The Environment and Land court in Nyahururu is Tuesday expected to deliver a ruling on a 48-year land dispute involving the family of former police commissioner Ben Gethi and two other families.
The families of Ndurere Muhunyu and Benjamin Ithinyai on one side and that of Mr Gethi, who served as the second post-independence police commissioner from 1978 to 1982 after Mr Bernard Hinga, have been involved in a feud over the 303-acre piece of land located in Murichu village in Ndaragwa Constituency, Nyandarua County.
COLONIAL FARMER
All the three families have been claiming that the vast land was left to their fathers by Mr Harry Wallis, a colonial farmer.

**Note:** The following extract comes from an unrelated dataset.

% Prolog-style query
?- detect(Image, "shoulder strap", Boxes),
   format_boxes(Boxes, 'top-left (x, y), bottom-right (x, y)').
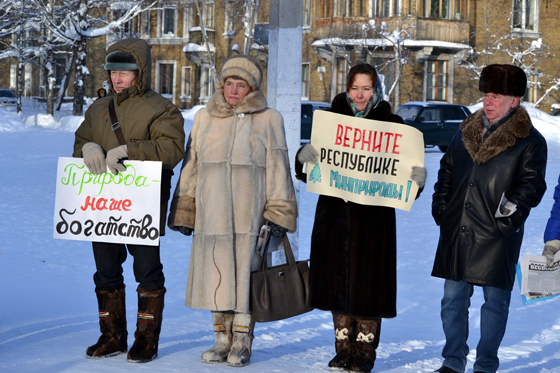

The case was filed early this year by Mr David Kimengere, Mr David Gitonga, Mr Ngotho Ndurere and Mr Muthami Ndurere on behalf of the late Mr Muhunyu and the late Mr Ithinyai against Ms Angela Wairimu (Mr Gethi’s widow) and her company, Murua Limited.
The applicants have been accusing the Gethi family of fraudulently acquiring the ownership documents of the piece of land.
But the respondents have been maintaining that they have genuine papers for the land.
LAND DOCUMENTS
Documents that were filed at the Nyahururu Land Court indicate that the land – No: LR 7381 (LR 6406) Laikipia – was transferred to the plaintiffs’ parents vide a conveyance dated October 23, 1964.
But the land is currently registered under Murua Limited, a company whose directors are Ms Wairimu and her son, Mr Peter Nderitu Gethi.
Through lawyer Wachira Wamahiu, the plaintiffs indicated that the said conveyance of the land was entered in the register of lands by the chief lands registrar.
The plaintiffs claim that the land was later transferred to the Gethi family in 1971 in unclear circumstances.
EJECTED
While testifying in court on April 10, 2019, Mr Ngotho Ndurere said that after taking over as the police commissioner, the late Gethi used his powers to eject them from the land in 1971 without a court order and also used the office of the Commissioner of Lands for irregular registration of the land under his name.
He said that the Commissioner of Lands denied them access to information on records relating to the land from 1971 until 2014 when they were given the search copy.
“We moved into the land in August 2018 following a directive from the Chief Lands Registrar, Mr Charles Ng’etich, that we legally own the land No 7381 (IR 6406) Laikipia.” Mr Ngotho told the court on April 10, 2019.
DEFENCE
But in defence, Mr Peter Nderitu Gethi, a son to the late police commissioner and a director of Murua Limited, told the court that they legally own the piece of land and faulted the two families for reportedly invading it and erecting semi-permanent structures.
Mr Nderitu had also attached a copy of a letter dated August 15, 2018, from the Chief Land Registrar Charles Ngetich addressed to Kamau Kuria & Company Advocates (for the squatters) indicating that Murua Limited has a genuine title deed for the land. The title deed, according to the Land Registrar, was registered on July 14, 2010.
Last year, police in Nyandarua North directed the three families involved in the dispute not to cultivate the land until the dispute is resolved.
The case had initially been taken to the National Land Commission and the Land ministry, but they both failed to resolve it.
Attempts by the Nyandarua County Land Management Board to resolve the dispute failed, and, in a report dated October 22, 2015, it referred the matter to court.
Now all eyes lies on Justice Mary Oundo as all the parties await her ruling.